Besides perishables-driven inflation, foodgrains also warrant attention, particularly rice which is more vulnerable to intensity of the rainfall. There is speculation that most rice exports (all non-Basmati rice) might be banned, which will be in addition to a previous restriction on broken rice imposed last year. The proposed ban, if implemented, is intended to secure domestic supplies, and keep prices in check in midst of uncertain weather conditions. July and August are crucial months, as instances of uneven rainfall could disrupt local sowing and subsequently, final output of the water-intensive crop. A delayed catch-up in rains in the key rice-producing states will also prove to be insufficient to make up for lost yield. Rice inflation has already accelerated from average 6% yoy last year to nearly 12% in June 2023. Meanwhile global benchmark prices have jumped as regional governments are building up inventories in anticipation of El Nino-related disruptions.

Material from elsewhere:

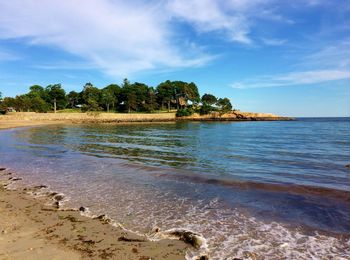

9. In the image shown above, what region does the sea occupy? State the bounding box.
[0,118,349,259]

Into July, staple vegetable prices continue to climb (10-200%) on sequential terms, with the seasonal buoyancy in this part of the year magnified by the supply shortfall. A 3% month-on-month increase in food inflation in July vs 2.2% in June, along with dissipating base effects, could push headline inflation towards 5.8-6.0% in 3Q23. At the same time, prices also tend to correct sharply in perishables, especially vegetables, helped by short crop cycles and redistribution of existing supplies. Pulling these together, the lift in the quarterly profile for 3Q23 (2QFY) inflation, is expected to be followed by softer readings in 4Q23 and 1Q24 (i.e., 2HFY24).
We revise up our FY24 inflation to 5.3% yoy vs 4.8% earlier and higher than RBI’s official projection at 5.1%. In the latest Monetary Policy Report, the RBI estimated that adverse weather could lead to upward pressure on food, pushing up headline inflation by 50bp above the baseline forecast.
‘Higher for longer’ rates
Strong inflation prints are aligned with the RBI policy committee’s cautious stance on inflation. The anticipated jump in 3Q23 inflation has raised the question on whether the RBI MPC might consider returning to hikes. We expect the official stance to be vigilant on inflation but view the recent spike as seasonal and temporary, thereby not warranting a policy response. Instead, the onus to arrest supply-driven inflation will fall on non-rate measures as discussed earlier in the note. The latest inflation number coupled with hawkish signals from the US Fed validates our view that policy easing is likely to be pushed back to 2024. Policy commentary will retain its hawkish colour by maintaining ‘withdrawal of accommodation’ stance and keep rates on hold to underscore ‘higher for longer’ bias. In the near-term, the real rate buffer could narrow as inflation picks-up again. We delay the start of the rate cutting cycle by a quarter. Come 2024, we expect 100bp of cuts from April, frontrunning the US Fed’s easing by a quarter, based on our baseline assumptions.